Doch es gibt auch Tage, da habe ich einfach gute Laune. Ich habe eine schöne Unternehmung mit anderen Freund:innen geplant. Oder ich habe gutes Feedback zu einem Artikel bekommen. Was ist dann? Es fühlt sich an wie ein Zwiespalt. Ich fühle mich schuldig, weil ich glücklich bin, obwohl es einer mir so nahestehenden Person nicht gut geht. Müsste ich nicht mehr für sie da sein? Mit ihr zusammen traurig sein und durch diese Phase gehen? Auf der anderen Seite möchte ich auch einfach weiter leben, Spaß haben. 

Darf ich glücklich sein, wenn jemand in meinem Umfeld es nicht ist?

Dieser innere Konflikt beschäftigt mich seit einiger Zeit. Und ich scheine wohl nicht die Einzige zu sein. Auch in einem Interview, das ich kürzlich führte, sprach mein Gegenüber die Thematik an, obwohl es gar nicht konkret darum ging. Ich sprach mit Freund:innen darüber, die mir bestätigten, dass sie das Gefühl auch kennen würden. Das war meine erste wichtige Erkenntnis: Nicht nur ich fühle mich hin- und hergerissen zwischen helfen und weiterhin Spaß haben. Allerhöchster Wahrscheinlichkeit nach wird es dann doch auch der Person, der es jetzt gerade schlecht geht, in ihrem nächsten Hoch, wenn es dann beispielsweise mir nicht gut geht, genauso gehen. Statt mich sofort schuldig zu fühlen, kann ich also auf Verständnis treffen. Ich kann nicht nur, sondern ich werde.

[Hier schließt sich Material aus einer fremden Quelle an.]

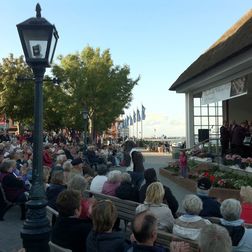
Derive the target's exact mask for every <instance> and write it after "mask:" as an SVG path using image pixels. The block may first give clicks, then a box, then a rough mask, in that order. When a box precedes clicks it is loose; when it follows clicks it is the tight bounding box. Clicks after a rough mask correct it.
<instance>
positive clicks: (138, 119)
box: [137, 109, 141, 122]
mask: <svg viewBox="0 0 252 252" xmlns="http://www.w3.org/2000/svg"><path fill="white" fill-rule="evenodd" d="M137 121H138V122H140V121H141V116H140V112H139V110H138V109H137Z"/></svg>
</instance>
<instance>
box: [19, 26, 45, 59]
mask: <svg viewBox="0 0 252 252" xmlns="http://www.w3.org/2000/svg"><path fill="white" fill-rule="evenodd" d="M49 34H50V33H49V31H48V30H45V31H43V30H37V31H35V30H25V31H23V35H24V40H25V45H26V49H27V52H28V57H29V58H31V59H45V58H46V51H47V45H48V38H49Z"/></svg>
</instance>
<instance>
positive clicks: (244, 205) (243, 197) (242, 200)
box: [240, 186, 252, 224]
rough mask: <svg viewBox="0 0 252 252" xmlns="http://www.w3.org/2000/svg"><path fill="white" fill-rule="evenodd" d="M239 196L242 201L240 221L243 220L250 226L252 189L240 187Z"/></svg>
mask: <svg viewBox="0 0 252 252" xmlns="http://www.w3.org/2000/svg"><path fill="white" fill-rule="evenodd" d="M240 196H241V200H242V205H241V207H242V211H241V219H243V220H244V222H245V223H250V224H252V187H251V186H242V187H241V191H240Z"/></svg>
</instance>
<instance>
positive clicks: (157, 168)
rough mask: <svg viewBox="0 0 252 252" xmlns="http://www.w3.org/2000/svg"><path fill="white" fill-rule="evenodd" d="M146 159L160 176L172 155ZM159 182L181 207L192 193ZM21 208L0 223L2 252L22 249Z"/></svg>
mask: <svg viewBox="0 0 252 252" xmlns="http://www.w3.org/2000/svg"><path fill="white" fill-rule="evenodd" d="M143 154H144V157H145V163H144V167H145V168H146V169H147V168H155V169H156V171H157V174H159V168H162V167H165V166H167V164H168V162H170V161H172V160H171V155H170V154H166V153H165V154H163V153H148V152H145V153H143ZM159 180H160V181H161V182H162V183H163V184H164V185H167V186H169V187H170V189H171V190H172V192H173V194H174V195H175V197H176V198H177V200H178V202H179V203H180V206H181V201H182V199H183V197H184V195H186V194H188V193H190V192H189V191H187V190H185V189H183V188H181V187H179V186H177V185H176V184H175V183H173V182H172V181H170V180H168V179H166V178H164V177H159ZM19 218H20V208H19V207H18V206H16V207H13V208H12V209H11V210H9V211H8V213H7V214H6V215H5V220H4V221H2V222H1V221H0V252H17V251H18V249H20V248H22V240H21V238H20V230H21V228H22V225H23V221H21V220H20V219H19Z"/></svg>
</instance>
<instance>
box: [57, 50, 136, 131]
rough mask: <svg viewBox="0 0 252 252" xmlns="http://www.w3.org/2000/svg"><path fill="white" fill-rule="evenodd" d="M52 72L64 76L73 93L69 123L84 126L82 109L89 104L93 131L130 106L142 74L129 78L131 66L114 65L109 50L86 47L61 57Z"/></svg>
mask: <svg viewBox="0 0 252 252" xmlns="http://www.w3.org/2000/svg"><path fill="white" fill-rule="evenodd" d="M53 73H54V74H55V75H56V76H57V77H59V78H60V79H61V80H63V89H64V90H65V93H67V94H68V95H69V97H70V103H69V108H68V115H67V117H68V118H69V126H72V125H75V126H77V128H83V127H82V125H83V119H82V116H81V114H82V111H83V107H84V106H87V107H88V110H89V118H90V120H91V122H92V123H91V127H92V129H93V131H94V132H102V131H103V130H106V129H107V128H108V127H109V126H110V125H111V123H112V122H113V121H114V120H115V119H116V118H117V117H118V116H119V115H120V114H121V113H122V111H123V109H124V108H127V107H128V106H129V104H130V102H131V100H132V89H133V87H134V86H135V85H136V84H137V83H138V80H139V78H137V79H136V80H132V79H131V78H129V75H130V69H129V67H128V66H122V67H121V66H118V65H114V64H113V61H112V59H111V55H110V52H109V50H105V51H103V52H101V51H100V49H99V48H97V49H93V48H91V47H86V48H84V49H83V51H82V52H81V53H75V54H70V55H67V56H66V57H61V58H60V64H59V65H55V67H54V68H53Z"/></svg>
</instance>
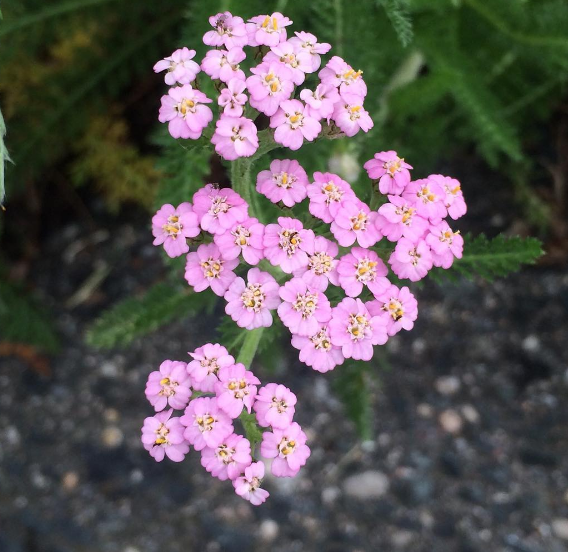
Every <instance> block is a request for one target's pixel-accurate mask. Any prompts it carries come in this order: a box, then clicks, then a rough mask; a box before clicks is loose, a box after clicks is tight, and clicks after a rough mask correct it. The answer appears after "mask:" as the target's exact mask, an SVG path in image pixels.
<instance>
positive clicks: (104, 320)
mask: <svg viewBox="0 0 568 552" xmlns="http://www.w3.org/2000/svg"><path fill="white" fill-rule="evenodd" d="M209 300H210V297H209V296H208V294H207V293H201V294H194V293H191V291H190V290H189V289H187V288H182V289H175V288H173V287H172V286H171V285H170V284H168V283H164V282H162V283H159V284H156V285H155V286H153V287H152V288H150V289H149V290H148V291H147V292H146V293H145V294H144V295H143V296H142V297H140V298H136V297H132V298H128V299H126V300H124V301H122V302H121V303H118V304H117V305H115V306H114V307H112V308H111V309H109V310H107V311H105V312H104V313H103V314H102V315H101V316H100V317H99V318H98V319H97V320H96V321H95V322H94V323H93V324H92V326H91V327H90V329H89V330H88V332H87V337H86V341H87V343H88V344H89V345H92V346H93V347H100V348H110V347H116V346H121V347H124V346H126V345H128V344H129V343H130V342H132V341H133V340H134V339H135V338H137V337H140V336H143V335H146V334H148V333H150V332H153V331H154V330H157V329H158V328H160V327H161V326H163V325H164V324H167V323H168V322H171V321H173V320H175V319H180V318H184V317H186V316H188V315H189V314H190V313H195V312H203V309H204V307H205V304H206V302H208V301H209Z"/></svg>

Dass ich glücklich sein darf, auch wenn es jemand anderem schlecht geht, hat aber noch einen anderen Grund: Ich muss Kraft tanken. Wie soll ich für meine Mitmenschen da sein, wenn ich selbst gar keine Energie dafür habe? Auch wenn ich anderen gern in schwierigen Phasen helfe, es raubt mir Kraft. Es ist anstrengend und belastend. Natürlich für die betroffene Person noch viel mehr, aber auch für mich. Und wenn ich mir dann nicht zwischendurch bewusst Zeit nehme zu regenerieren, kurz auf andere Gedanken zu kommen und auch mal ausgiebig zu lachen, werde ich selbst noch ausgelaugter, als ich es ohnehin schon werde. Statt mein Gegenüber aufzubauen, ziehen wir uns dann im Zweifelsfall beide nur noch weiter herunter.

Fazit

Auf die Frage "Darf ich glücklich sein, wenn jemand in meinem Umfeld es nicht ist?" sollte die Antwort also nicht mal sein, "Ja, ich darf", sondern eigentlich sogar "Ja, ich muss." Denn nur wenn ich mir bewusst Zeit für meine persönlichen Glücksmomente nehme, fülle ich meinen Akku wieder auf und kann in der Folge gestärkt für die mir nahestehende Person da sein. Schuldgefühle sind in dieser Situation absolut fehl am Platz, denn nicht nur möchte mein Gegenüber sowieso, dass es mir gut geht und ich weiterhin Spaß habe, sondern er:sie versteht auch völlig, wieso ich genau diese Zeit für mich brauche. Denn andersherum wäre es genauso.